Wer ist diese Frau, die ab 1984 in Fukushima aufwuchs, jenem Ort, der sich 2011 mit einer Nuklearkatastrophe ins Bewusstsein der Menschen eingrub?
Masami Saito
Alle Leute in meine Heimat, meine Stadt haben das gleiche Gefühl und ich habe das Gefühl, dass ich meine Heimat verliere. Ja, das war eine sehr schlechte Erinnerung. Aber, aber wir müssen weiterleben und wir würden nie mal darüber vergessen.
Blanka Weber
Weil die Umwelt reagiert, reagiert auch ein Körper, sagt die heute 36-Jährige. Und vielleicht kommt ihre Leidenschaft, Organe in Acryl über Landschaften und Naturbilder zu setzen, genau aus dieser Auseinandersetzung. Sie zeichnet Bilder in Schwarz-Weiß wie eine bedrohliche Wetterkarte. Die Wolken könnten auch Organe sein. Davor eine Rauminstallation aus Metall, Papier, Kunstharz und Acryl.
Es ist der zeitgenössische Blick einer jungen Frau, deren Lehrer sie am liebsten im Handwerk des traditionellen Holzschnitts gesehen hätten.
Masami Saito
Als ich in Tokio studiert habe, habe ich nur Holzschnitt gemacht.

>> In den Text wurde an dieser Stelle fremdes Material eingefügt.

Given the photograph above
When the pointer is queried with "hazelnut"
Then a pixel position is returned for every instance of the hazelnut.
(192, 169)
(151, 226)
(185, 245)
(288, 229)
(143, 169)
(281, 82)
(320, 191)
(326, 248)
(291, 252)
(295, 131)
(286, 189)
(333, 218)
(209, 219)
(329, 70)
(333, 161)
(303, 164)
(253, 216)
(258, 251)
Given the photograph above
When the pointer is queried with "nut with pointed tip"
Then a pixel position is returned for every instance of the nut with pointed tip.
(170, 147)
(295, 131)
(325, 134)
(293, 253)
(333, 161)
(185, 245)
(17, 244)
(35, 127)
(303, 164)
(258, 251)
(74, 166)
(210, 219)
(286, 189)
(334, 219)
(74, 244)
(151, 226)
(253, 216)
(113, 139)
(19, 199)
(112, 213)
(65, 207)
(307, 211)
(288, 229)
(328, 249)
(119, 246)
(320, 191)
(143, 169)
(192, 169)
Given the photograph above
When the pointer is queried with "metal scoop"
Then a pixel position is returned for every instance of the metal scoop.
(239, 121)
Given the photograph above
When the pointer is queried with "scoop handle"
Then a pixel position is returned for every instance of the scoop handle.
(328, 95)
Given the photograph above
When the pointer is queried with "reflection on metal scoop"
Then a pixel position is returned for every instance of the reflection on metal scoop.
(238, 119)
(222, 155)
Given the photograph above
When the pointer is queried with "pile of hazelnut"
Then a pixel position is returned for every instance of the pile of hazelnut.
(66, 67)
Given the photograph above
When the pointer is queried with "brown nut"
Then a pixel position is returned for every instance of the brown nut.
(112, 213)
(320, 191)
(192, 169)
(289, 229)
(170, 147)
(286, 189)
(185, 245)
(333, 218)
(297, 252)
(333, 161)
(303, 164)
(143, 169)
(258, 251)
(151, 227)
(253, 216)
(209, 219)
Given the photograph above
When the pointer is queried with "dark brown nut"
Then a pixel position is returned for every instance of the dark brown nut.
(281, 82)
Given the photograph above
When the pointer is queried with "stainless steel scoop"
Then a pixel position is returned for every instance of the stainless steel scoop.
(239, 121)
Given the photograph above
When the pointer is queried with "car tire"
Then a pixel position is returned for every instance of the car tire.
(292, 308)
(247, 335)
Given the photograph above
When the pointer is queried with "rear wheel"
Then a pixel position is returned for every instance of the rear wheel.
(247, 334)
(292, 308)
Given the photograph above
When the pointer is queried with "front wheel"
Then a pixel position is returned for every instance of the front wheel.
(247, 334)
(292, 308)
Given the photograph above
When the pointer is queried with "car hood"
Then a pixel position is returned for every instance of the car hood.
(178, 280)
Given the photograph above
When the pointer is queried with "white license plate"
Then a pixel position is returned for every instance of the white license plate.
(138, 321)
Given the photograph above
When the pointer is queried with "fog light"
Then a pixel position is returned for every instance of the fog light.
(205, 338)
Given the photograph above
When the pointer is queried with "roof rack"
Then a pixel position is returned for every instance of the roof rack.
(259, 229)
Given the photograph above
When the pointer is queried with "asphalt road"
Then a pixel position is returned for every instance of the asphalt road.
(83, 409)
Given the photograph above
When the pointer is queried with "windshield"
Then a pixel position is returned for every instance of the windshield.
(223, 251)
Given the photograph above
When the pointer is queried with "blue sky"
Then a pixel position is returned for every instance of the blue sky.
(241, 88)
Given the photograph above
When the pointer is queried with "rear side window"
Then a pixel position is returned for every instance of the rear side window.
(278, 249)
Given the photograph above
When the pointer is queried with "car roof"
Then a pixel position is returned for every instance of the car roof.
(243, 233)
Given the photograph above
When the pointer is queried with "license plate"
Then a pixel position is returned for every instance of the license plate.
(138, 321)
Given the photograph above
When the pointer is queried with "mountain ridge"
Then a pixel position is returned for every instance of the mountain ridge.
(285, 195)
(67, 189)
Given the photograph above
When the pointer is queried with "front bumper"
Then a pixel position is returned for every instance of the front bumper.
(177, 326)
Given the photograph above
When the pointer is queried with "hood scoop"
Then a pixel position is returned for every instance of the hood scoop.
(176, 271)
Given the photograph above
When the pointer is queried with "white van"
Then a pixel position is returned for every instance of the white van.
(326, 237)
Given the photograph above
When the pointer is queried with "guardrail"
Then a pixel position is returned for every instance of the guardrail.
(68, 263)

Aber ich wollte etwas anderes machen. Also an der Uni in Tokio durfte ich nur Holzschnitt. Ich konnte nichts anderes machen.
Blanka Weber
Ihren Weg hat sie trotzdem gefunden. Derzeit eher weniger mit Holzschnitt, obwohl auch das als ein Exponat in der Ausstellung zu sehen ist. Was sie fasziniert, sind Wolken.
Masami Saito
Für mich ist Deutschland ist das Land von Wolken. Ja, ich habe da sehr schöne Wolken gefunden und ich wollte irgendwie mit meiner Körper die Wolken verbinden.
Blanka Weber
Und so entstand auch in Latex ein gelblich-weißes Gemisch an Formen und zartem Flaum. Ob Wolken oder Gänsehaut, das mag der Betrachter entscheiden.

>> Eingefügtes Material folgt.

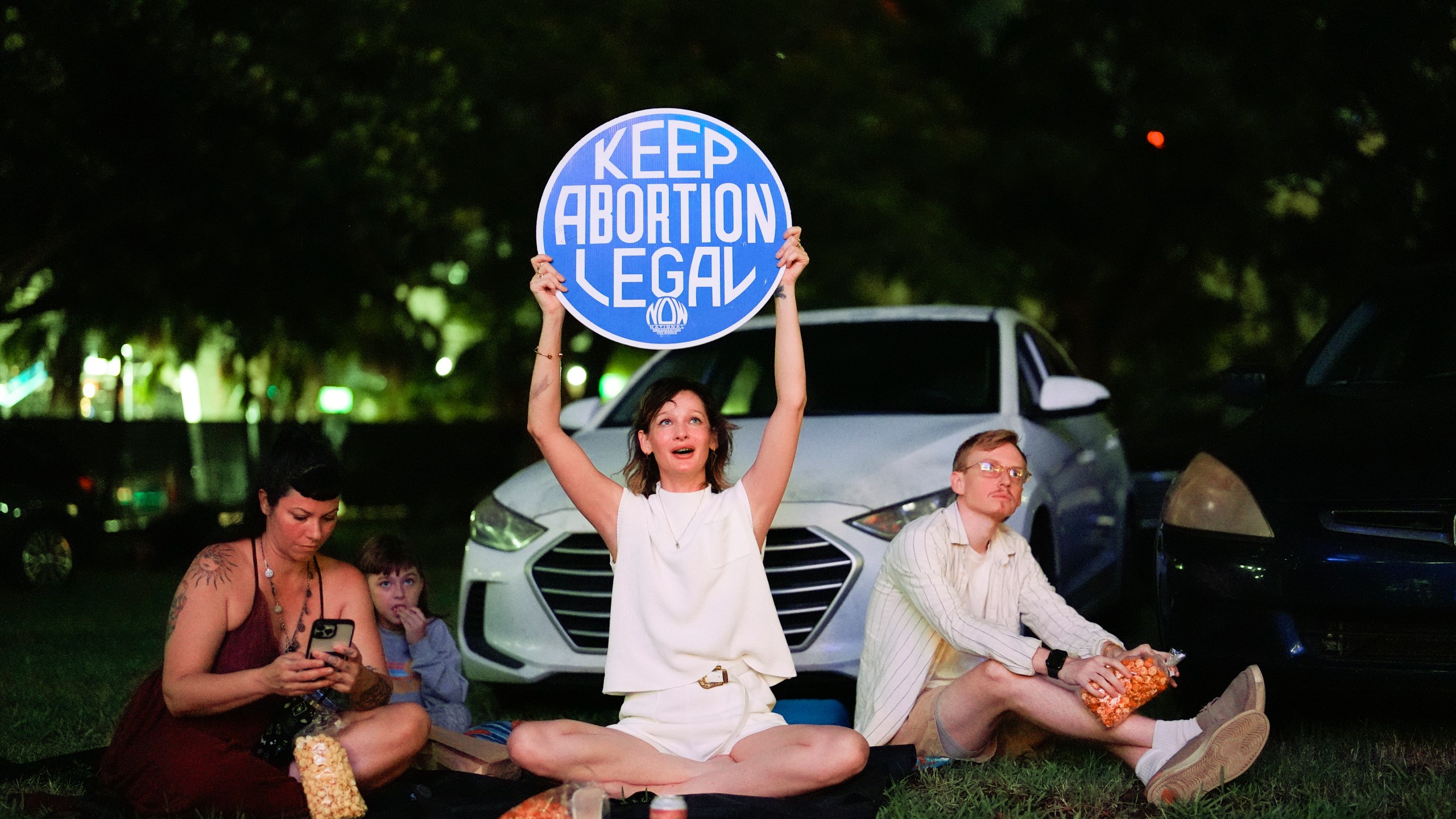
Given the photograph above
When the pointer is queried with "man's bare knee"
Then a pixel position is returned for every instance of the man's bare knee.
(414, 723)
(848, 752)
(836, 754)
(996, 674)
(531, 745)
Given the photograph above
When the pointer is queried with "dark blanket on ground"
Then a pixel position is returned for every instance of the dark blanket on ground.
(450, 795)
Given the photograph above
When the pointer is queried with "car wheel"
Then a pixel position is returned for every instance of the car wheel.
(1043, 548)
(46, 557)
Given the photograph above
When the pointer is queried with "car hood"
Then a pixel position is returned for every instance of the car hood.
(1369, 442)
(868, 461)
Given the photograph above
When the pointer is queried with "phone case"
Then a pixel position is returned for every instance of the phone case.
(329, 633)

Masami Saito steht im Innenhof der Galerie Waidspeicher und hat den schweren Anorak gegen eine Strickjacke getauscht. Sie blinzelt in die Sonne.
Masami Saito
In Japan denkt man so, dass alle Gegenstände etwas heilig sind. Die haben ihre eigene Seele und sie sind irgendwie zusammengebunden. Und dieser Bund macht eine Welt. Aber hier, zum Beispiel in Deutschland ist Material, ist ein Material und Seele und Material sind getrennt. Und vielleicht würde ich dieses Konzept von Japan ein bisschen hier mitbringen.
Blanka Weber
Sie lächelt und hat vermutlich schon die nächsten Bilder im Kopf.